REU2019: Validation of Higgs to $b\bar{b}$ tagging techniques with $Z\rightarrow b\bar{b}$

Goal

Use $Z\rightarrow b\bar{b}$ process to validate performance of techniques used to identify $H\rightarrow b\bar{b}$ .

mass-peak

Proton-proton collisions from the 2017 LHC run, at a centre of mass energy of 13 TeV.
A total luminosity of approximately $47 \text{fb}^{-1}$ was recorded by ATLAS.

Signal: $Z(\rightarrow b\bar{b})+\gamma$
Dominant background: photon + jets, where the jets contain gluons splitting into pairs of bottom quarks. Examples of leading-order diagrams:
Smaller contributions from $t\bar{t}\gamma$ and $W\gamma$ .
Negligible contributions from jets faking photons, electrons faking photons and $t\bar{t}$ .

Some of these cuts are already applied at ntuple level.
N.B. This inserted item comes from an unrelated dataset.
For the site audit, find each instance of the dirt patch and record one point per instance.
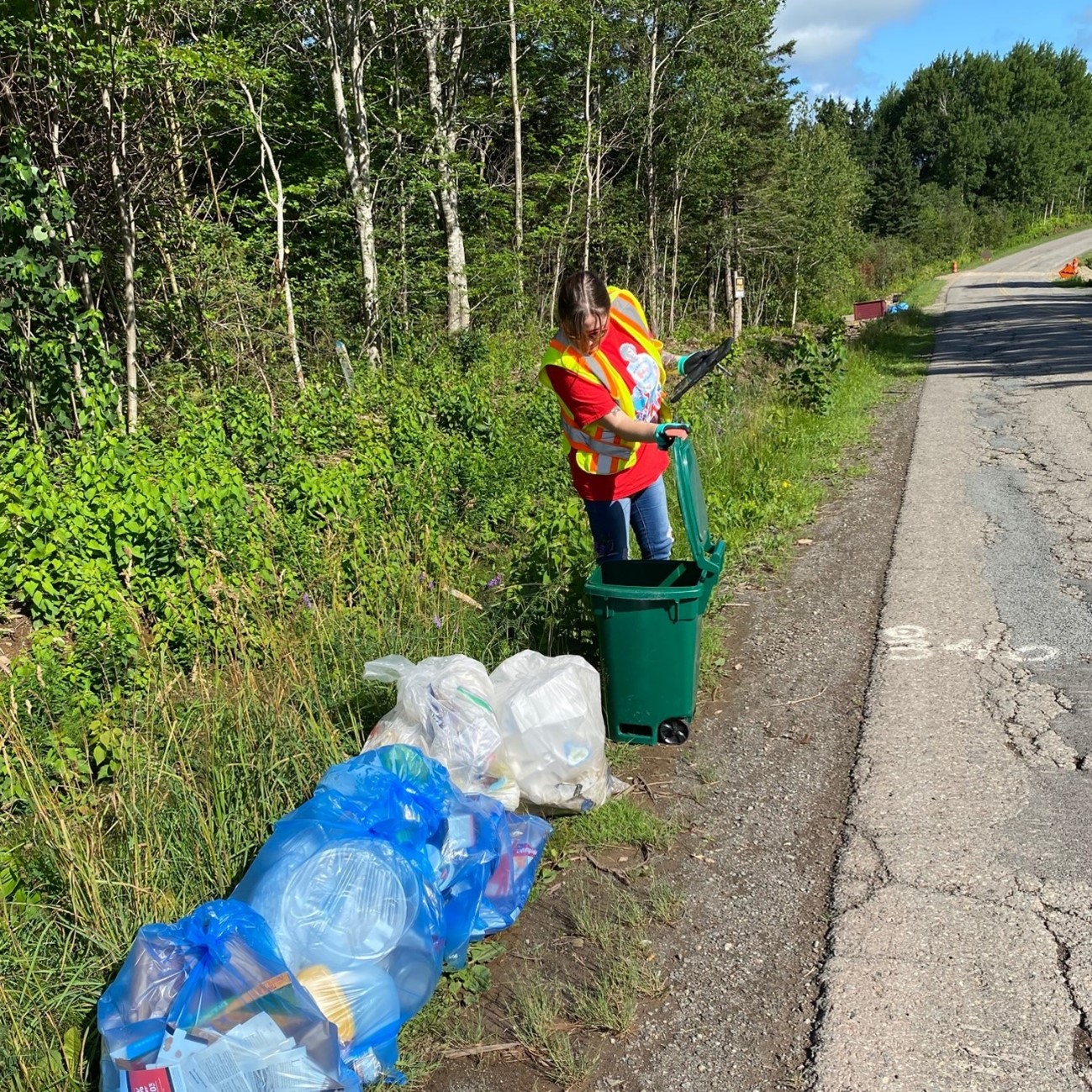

Basic pre-selection cuts (defined here and already applied):
- GRL: select only events on good runs list
- GOODCALO: ensure that the LAr and Tile are working properly for this event (no noise bursts)
- PRIVTX: ensure that at least a primary vertex exists in the event.
Names and physics processes: the ntuples are split by data and simulation (MC). For MC, they are further split by type of process that was generated, with associated dataset IDs:
- 361039-361062 correspond to photon + jets samples (generated in several bins of transverse momentum).
- 305435-305439 correspond to W(qq) + photon
- 305440-305444 correspond to Z(qq) + photon

A code skeleton that reads ntuples and creates histograms of relevant variables is here:

/data/users/miochoa/REU2019/reu-2019-skeleton

Copy the entire folder above into your user area in /data/users/<your-username>. If your user area does not yet exist, create it and cd into it, then:
cp -r /data/users/miochoa/REU2019/reu-2019-skeleton .
Everytime you start a session, you need to setup the required tools by running:

cd reu-2019-skeleton
source setup.sh

The event and object selection as well as histogram definition takes place here:

ZbbAnalysisCode/src/MyZbbAnalysis.C

Follow the existing examples to add new histograms.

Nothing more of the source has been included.